(Ottawa) Le ministre fédéral de la Sécurité publique, Ralph Goodale, a déclaré mardi que les Canadiens ne sauront vraisemblablement pas avant le scrutin d’octobre si Huawei pourra participer au réseau sans fil 5G de prochaine génération.

Le Canada a besoin de plus d’informations des États-Unis sur la nature exacte de la menace potentielle à la sécurité que poserait le géant chinois de la technologie, a indiqué M. Goodale à La Presse canadienne, mardi. Or, compte tenu du temps qui reste avant le déclenchement de la campagne, au début du mois de septembre, le ministre a soutenu qu’il était peu probable que cette décision soit prise d’ici là.

M. Goodale était à Londres mardi pour une importante rencontre de l’alliance « Five Eyes », qui réunit le Canada, les États-Unis, le Royaume-Uni, l’Australie et la Nouvelle-Zélande pour le partage de renseignement.

La réunion a commencé par des divisions sur l’opportunité de laisser Huawei fournir de l’équipement pour le système 5G. Les États-Unis et l’Australie ont interdit tout recours à Huawei, considérée comme un organe du renseignement militaire chinois — une accusation réfutée par l'entreprise chinoise.

De son côté, M. Goodale a rappelé que le Canada poursuivrait son analyse rigoureuse afin de choisir l’entreprise la mieux adaptée pour fournir les équipements de la nouvelle technologie 5G au pays. Le ministre a déclaré en entrevue téléphonique que ses homologues américain et australien l’avaient questionné sur le choix éventuel d’Ottawa, en soulignant que des élections se profilaient à l’horizon.

La décision finale du gouvernement fédéral est aussi liée à un conflit politique plus large avec la Chine : la République populaire a emprisonné deux Canadiens à la suite de l’arrestation à Vancouver de Meng Wanzhou, cadre supérieure de Huawei, en vertu d’un mandat d’extradition américain.

Clarifier la menace

Le chef conservateur, Andrew Scheer, a réitéré mardi son point de vue selon lequel Huawei devrait être exclue du nouveau réseau 5G au Canada. Mais il a ajouté que si les libéraux pensaient le contraire, ils devraient prendre leur décision maintenant et être prêts à la défendre pendant la campagne électorale. « S’ils pensent que c’est une bonne chose d’avoir la participation de Huawei dans un élément de notre télécommunication très, très sensible, pourquoi ne pas faire l’annonce aujourd’hui et la défendre pendant la campagne électorale ? », a-t-il dit en point de presse à Ottawa.
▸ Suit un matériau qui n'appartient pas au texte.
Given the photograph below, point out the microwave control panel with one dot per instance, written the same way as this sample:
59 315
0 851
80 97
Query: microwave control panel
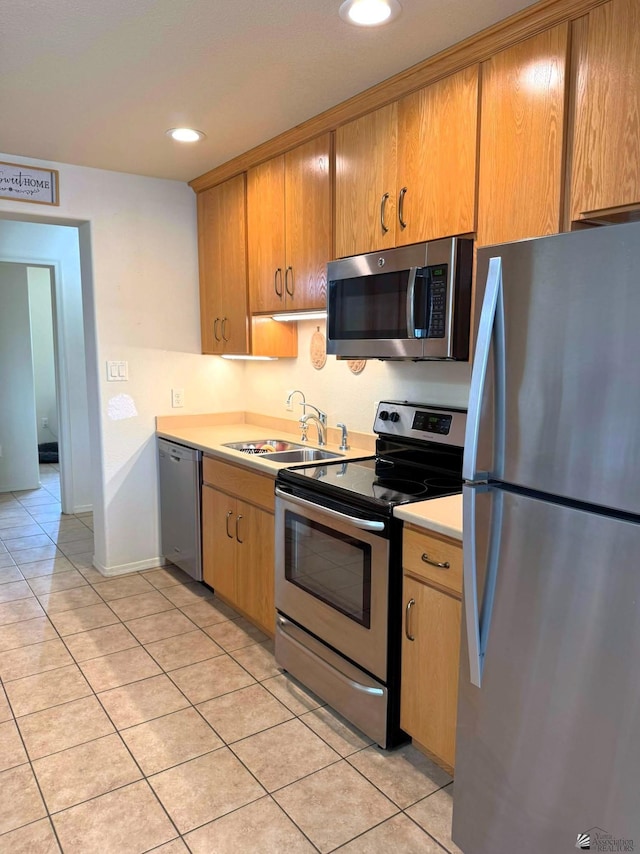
437 278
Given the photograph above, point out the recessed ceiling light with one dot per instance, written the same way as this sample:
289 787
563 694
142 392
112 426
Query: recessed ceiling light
369 13
185 134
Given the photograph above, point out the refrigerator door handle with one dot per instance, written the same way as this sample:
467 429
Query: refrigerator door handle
490 329
478 619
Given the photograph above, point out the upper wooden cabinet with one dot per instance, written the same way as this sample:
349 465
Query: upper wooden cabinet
223 268
522 138
366 155
437 152
606 144
407 172
290 229
226 326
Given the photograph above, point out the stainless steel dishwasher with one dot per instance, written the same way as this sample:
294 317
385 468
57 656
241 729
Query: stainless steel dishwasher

M. Goodale a soutenu que le Canada, à l’instar du Royaume-Uni, cherchait « à clarifier » la nature spécifique de la menace à la sécurité invoquée par Washington. Il a ainsi laissé entendre que les préoccupations américaines pourraient en fait être davantage liées à la guerre commerciale que se livrent les États-Unis et la Chine.

« De hauts responsables américains ont fait remarquer à l’occasion que cela pourrait être résolu dans le contexte des négociations commerciales », a déclaré M. Goodale. « Donc, ma demande aux États-Unis, encore une fois, c’est de connaître clairement leur position. » En attendant, « nous avons conclu qu’il serait erroné de prendre des décisions spécifiques concernant Huawei », a dit le ministre.

Les membres de l’alliance « Five Eyes » ont également réaffirmé mardi leur volonté de protéger les enfants des prédateurs sexuels en ligne, en accordant plus d’attention que jamais à ce dossier, a déclaré M. Goodale.

La réunion était présidée par la nouvelle ministre britannique de l’Intérieur, Priti Patel, qui a été nommée à ce poste la semaine dernière, lorsque Boris Johnson est devenu premier ministre du Royaume-Uni.